(Por Marco Capitão Ferreira, in Expresso Diário, 27/02/2019)
Gosta da Estátua de Sal? Click aqui.
Na senda em curso com a falta de vontade dos privados em devolverem 38 milhões de euros que cobraram a mais, nos termos das regras vigentes, aos beneficiários da ADSE, há várias lições a reter, e uma delas com implicações importantes para todos.
Para além de, finalmente, ter servido para deixar claro ao País que a ADSE é, hoje, um assunto dos seus beneficiários, porque são eles que a suportam, e que não se trata de um qualquer suposto privilégio – se a função pública tivesse um décimo dos privilégios que lhe atribuem, não tinha as dificuldades que tem em atrair e reter talento, mas essa é uma outra conversa para outro dia, toda esta situação trouxe à luz uma dura realidade: há coisas que não se podem deixar nas mãos do mercado.
Isto é especialmente importante num momento em que se discute a Lei de Bases da Saúde e o papel da prestação de serviços públicos pelo Estado, pelos privados e pelo sector social.
O direito a cuidados de saúde é, na nossa sociedade, e é bom que assim continue, um direito constitucionalmente protegido, inegociável, e que não pode ser condicionado ao poder económico de cada um.
Ninguém defende que se impeçam os privados de acrescentar valor ao Sistema, de terem um papel, de trazerem boas práticas e eficiência de gestão. A questão é saber se deve assentar na iniciativa privada a prestação generalizada de cuidados de saúde.
Como os 1,2 milhões de beneficiários da ADSE estão a aprender, e é bom que o resto do País tome atenção, a resposta é não.

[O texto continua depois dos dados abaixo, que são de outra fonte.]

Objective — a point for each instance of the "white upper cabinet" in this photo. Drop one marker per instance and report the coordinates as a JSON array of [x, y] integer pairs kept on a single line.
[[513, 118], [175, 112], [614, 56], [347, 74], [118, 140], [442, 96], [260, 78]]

Não podemos ficar na posição de depender destas empresas.
E porquê? Porque elas não se coíbem de usar o seu poder de mercado coletivo – se pisando ou não a linha da violação da lei da concorrência ainda se irá apurar, isto supondo que a Autoridade da Concorrência não se arma em Banco de Portugal e finge que não vê o que todos vemos – para tomar a nossa saúde refém em nome dos seus interesses económicos. Ou, mais realisticamente, ameaçar tomar a nossa saúde refém.
Fica tudo dito e, por mim, a conversa acaba aqui. Os privados podem ter um papel no SNS, mas o SNS tem de ser público, tem de ter controlo sobre a prestação de cuidados e tem de ser a nossa aposta coletiva. Tudo o que não seja isso expõe os portugueses – os nossos filhos, os nossos pais, os mais fracos e os mais frágeis – à procura desenfreada do lucro pelo lucro, sem olhar a meios.
Não vamos agora, sabendo o que já sabemos, arriscar isso. Queira o que quiser Marcelo, sabe-se lá porque motivos.